10. Sonuç ve Öneriler
Yukarıda anlatılanlar ve tespitler ışığında aşağıdaki hususları vurgulamak isterim:
I. Müfredat kapsamı ve soru dağılımı düşünüldüğünde bu sınavın 100 soru üzerinden yürütülemeyeceği açıktır.
II. Hukuk mesleği salt bilgi mesleği değildir; bilginin nasıl kullanılacağı da bu mesleğin yürütülmesi için büyük önem arz etmektedir. Bundan ötürü soru tarzlarının gözden geçirilmesi ve yeniden kurgulanması gerekmektedir.
III. Hukuk mezunları için sınav yapan diğer ülke uygulamaları gözden geçirilmelidir.
IV. Hukuk müfredatının çerçevesi ve kapsamlı alt başlıkları ilgili yönetmelikte daha ayrıntılı belirlenmelidir.

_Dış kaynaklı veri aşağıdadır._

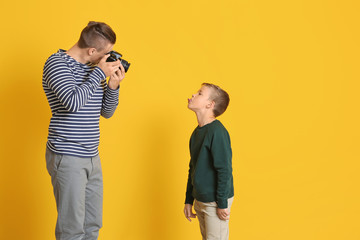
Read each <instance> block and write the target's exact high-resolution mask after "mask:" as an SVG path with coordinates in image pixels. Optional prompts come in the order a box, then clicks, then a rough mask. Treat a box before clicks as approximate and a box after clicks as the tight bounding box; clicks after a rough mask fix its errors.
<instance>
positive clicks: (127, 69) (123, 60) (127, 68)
mask: <svg viewBox="0 0 360 240" xmlns="http://www.w3.org/2000/svg"><path fill="white" fill-rule="evenodd" d="M121 65H123V67H124V69H125V72H127V70H128V69H129V67H130V63H129V62H127V61H126V60H124V59H121Z"/></svg>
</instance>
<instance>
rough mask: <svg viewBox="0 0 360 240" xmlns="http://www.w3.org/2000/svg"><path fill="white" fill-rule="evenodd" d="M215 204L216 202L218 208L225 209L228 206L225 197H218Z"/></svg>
mask: <svg viewBox="0 0 360 240" xmlns="http://www.w3.org/2000/svg"><path fill="white" fill-rule="evenodd" d="M217 204H218V208H220V209H225V208H227V207H228V201H227V199H220V200H218V201H217Z"/></svg>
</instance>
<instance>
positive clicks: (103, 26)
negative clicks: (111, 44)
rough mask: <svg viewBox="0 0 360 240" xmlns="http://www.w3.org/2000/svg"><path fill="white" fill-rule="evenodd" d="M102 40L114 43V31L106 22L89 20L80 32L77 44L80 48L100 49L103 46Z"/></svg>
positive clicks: (102, 40)
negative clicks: (79, 34) (85, 26)
mask: <svg viewBox="0 0 360 240" xmlns="http://www.w3.org/2000/svg"><path fill="white" fill-rule="evenodd" d="M104 40H105V41H108V42H110V43H111V44H115V42H116V34H115V32H114V31H113V30H112V29H111V27H110V26H109V25H107V24H106V23H103V22H94V21H90V22H89V23H88V25H87V26H86V27H85V28H84V29H83V30H82V32H81V34H80V39H79V41H78V46H79V47H80V48H96V50H98V51H101V50H102V49H103V48H104V47H105V45H104Z"/></svg>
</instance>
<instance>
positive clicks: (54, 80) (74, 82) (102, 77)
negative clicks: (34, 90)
mask: <svg viewBox="0 0 360 240" xmlns="http://www.w3.org/2000/svg"><path fill="white" fill-rule="evenodd" d="M105 78H106V76H105V74H104V72H103V71H102V70H101V69H100V68H99V67H96V68H95V69H94V70H93V71H92V72H91V73H90V75H89V77H88V79H86V80H85V81H84V82H83V83H82V84H81V85H77V84H76V79H75V77H74V75H73V73H72V71H71V69H70V68H69V66H68V65H67V63H66V62H65V61H64V60H63V59H62V58H61V57H57V56H52V57H50V58H49V59H48V60H47V61H46V63H45V66H44V73H43V79H44V81H45V83H46V84H47V86H48V87H49V88H50V89H51V90H52V91H53V92H54V93H55V95H56V97H57V98H58V99H59V101H60V102H61V104H62V105H63V106H64V107H65V109H66V110H68V111H69V112H76V111H78V110H79V109H80V108H81V107H82V106H84V105H85V104H86V103H87V102H88V100H89V99H90V98H91V97H92V95H93V94H94V93H95V91H96V89H97V88H98V86H99V83H100V81H101V80H102V79H105Z"/></svg>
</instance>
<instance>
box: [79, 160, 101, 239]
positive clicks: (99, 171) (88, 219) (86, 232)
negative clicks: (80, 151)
mask: <svg viewBox="0 0 360 240" xmlns="http://www.w3.org/2000/svg"><path fill="white" fill-rule="evenodd" d="M91 164H92V171H91V173H90V175H89V181H88V184H87V186H86V197H85V199H86V201H85V209H86V210H85V223H84V231H85V237H84V238H83V239H84V240H96V239H97V238H98V235H99V230H100V228H101V227H102V207H103V178H102V170H101V163H100V158H99V156H96V157H94V158H92V159H91Z"/></svg>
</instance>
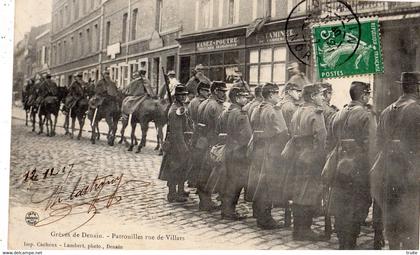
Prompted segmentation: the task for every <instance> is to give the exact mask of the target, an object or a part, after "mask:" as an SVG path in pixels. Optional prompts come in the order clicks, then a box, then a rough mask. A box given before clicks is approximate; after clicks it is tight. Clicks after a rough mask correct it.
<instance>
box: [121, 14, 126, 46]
mask: <svg viewBox="0 0 420 255" xmlns="http://www.w3.org/2000/svg"><path fill="white" fill-rule="evenodd" d="M127 19H128V14H127V13H124V15H123V27H122V37H121V41H122V42H123V43H125V42H126V40H127Z"/></svg>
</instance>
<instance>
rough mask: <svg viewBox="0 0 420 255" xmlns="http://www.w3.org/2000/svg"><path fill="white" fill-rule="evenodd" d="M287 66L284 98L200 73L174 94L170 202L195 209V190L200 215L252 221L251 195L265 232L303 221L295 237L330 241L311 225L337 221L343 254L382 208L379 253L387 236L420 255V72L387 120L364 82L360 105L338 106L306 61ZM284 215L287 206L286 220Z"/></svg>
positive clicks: (361, 92)
mask: <svg viewBox="0 0 420 255" xmlns="http://www.w3.org/2000/svg"><path fill="white" fill-rule="evenodd" d="M288 70H289V71H290V72H291V74H292V78H291V79H290V80H289V81H288V82H287V83H286V84H285V86H284V88H283V91H280V87H279V86H278V85H276V84H273V83H266V84H264V85H263V86H257V87H256V88H255V90H254V95H252V96H251V95H250V91H249V89H247V86H245V84H244V82H240V83H235V84H234V85H233V86H232V87H231V88H230V89H228V88H227V85H226V83H225V82H221V81H213V82H210V81H209V80H208V78H207V77H205V76H204V75H203V74H202V73H201V72H200V67H199V68H198V72H195V73H194V74H193V77H192V78H191V79H190V81H189V82H188V83H187V84H186V85H185V86H184V85H182V84H179V85H177V86H176V87H175V89H174V94H173V96H174V102H173V104H172V105H171V107H170V109H169V112H168V119H169V122H168V128H167V129H168V131H167V136H166V140H165V142H164V157H163V161H162V165H161V169H160V173H159V179H161V180H164V181H167V186H168V188H169V192H168V195H167V199H168V201H169V202H171V203H172V202H185V201H187V200H188V196H189V192H188V191H186V190H185V187H184V185H185V184H186V182H188V186H189V187H193V188H196V189H197V194H198V196H199V200H200V201H199V209H200V210H204V211H215V210H221V217H222V218H223V219H229V220H241V219H244V218H245V216H244V215H241V214H240V213H238V212H237V211H236V205H237V204H238V200H239V198H240V194H241V193H242V192H243V194H244V199H245V201H247V202H251V203H252V209H253V217H255V218H256V221H257V225H258V227H260V228H262V229H277V228H282V227H290V226H291V225H293V239H294V240H311V241H322V240H325V239H329V236H328V234H327V235H325V234H317V233H315V232H314V231H313V230H312V229H311V226H312V224H313V219H314V218H316V217H319V216H321V215H324V216H326V218H327V217H330V216H333V217H334V231H335V232H336V233H337V237H338V240H339V249H355V248H356V246H357V245H356V241H357V237H358V236H359V234H360V230H361V226H363V225H364V224H366V222H365V221H366V219H367V216H368V213H369V208H370V207H371V206H373V228H374V229H375V240H374V248H375V249H381V248H382V247H383V246H384V244H385V243H384V237H383V230H384V229H385V237H386V239H387V240H388V244H389V248H390V249H418V247H419V246H418V243H419V234H418V232H419V206H420V198H419V183H420V182H419V180H420V179H419V176H420V174H419V171H420V165H419V158H420V157H419V156H420V155H419V153H420V149H419V146H420V104H419V85H420V82H419V80H420V74H419V73H410V72H407V73H402V75H401V80H400V81H399V84H400V86H401V90H402V95H401V97H400V98H399V99H398V100H397V101H396V102H394V103H393V104H391V105H390V106H389V107H387V108H386V109H385V110H384V111H383V112H382V113H381V114H380V115H379V114H375V112H374V111H373V109H372V106H371V105H369V104H368V102H369V100H370V98H371V88H370V84H368V83H365V82H360V81H353V82H352V83H351V86H350V90H349V94H350V97H351V101H350V102H349V103H348V104H346V105H345V106H344V108H343V109H342V110H338V109H337V108H336V107H334V106H332V105H330V100H331V95H332V93H333V90H332V86H331V84H329V83H326V82H316V83H310V82H309V80H308V79H307V78H306V76H305V75H304V74H303V73H301V72H300V71H299V67H298V65H297V63H292V64H291V65H290V67H289V68H288ZM197 74H198V75H197ZM227 92H228V96H227ZM191 94H193V96H191ZM227 97H228V99H229V100H227ZM189 98H192V99H191V100H189ZM250 98H252V100H250ZM228 101H229V103H228V104H227V102H228ZM227 105H228V106H227ZM377 119H378V120H377ZM214 193H217V194H218V197H217V199H218V200H220V201H221V205H220V206H219V205H218V203H217V202H216V201H214V200H213V199H214V196H213V197H212V194H214ZM274 207H279V208H284V211H285V213H284V222H283V223H282V224H280V223H278V222H277V221H276V220H275V219H274V218H273V217H272V215H271V210H272V208H274ZM292 219H293V224H292Z"/></svg>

V. Sınavı yapanlar tarafından tavsiye niteliğinde literatür yayımlanmalıdır.
VI. Sonuçların üniversite isimlerini de içeren ayrıntılı bilgileri, kamuoyu ile şeffaf bir şekilde paylaşılmalıdır.
Yazımı son olarak bir sınav önerisi ile bitirmek isterim: Olması gereken açısından şu tarz bir sınav kurgulanabilir: Sınavlar, bazı Adalet Komisyonlarına bağlı olarak icra edilebilir. Örneğin Eskişehir Adalet Komisyonu’nda hakimlerden, savcılardan, avukatlardan, noterlerden ve akademisyenlerden oluşturulacak bir sınav komisyonu, Eskişehir, Kütahya, Afyon ve Bilecik illerinde ikamet eden adayların HMGS sınavının yazılı ve sözlü uygulamasından sorumlu tutulabilir. Benzer bir uygulama Almanya’da yıllardır uygulanmaktadır.
Daha adil yarınlara…!
Semih Yumak
Dr. Öğr. Üyesi, Eskişehir Osmangazi Üniversitesi Hukuk Fakültesi, Ceza ve Ceza Muhakemesi Hukuku Anabilim Dalı Bşk.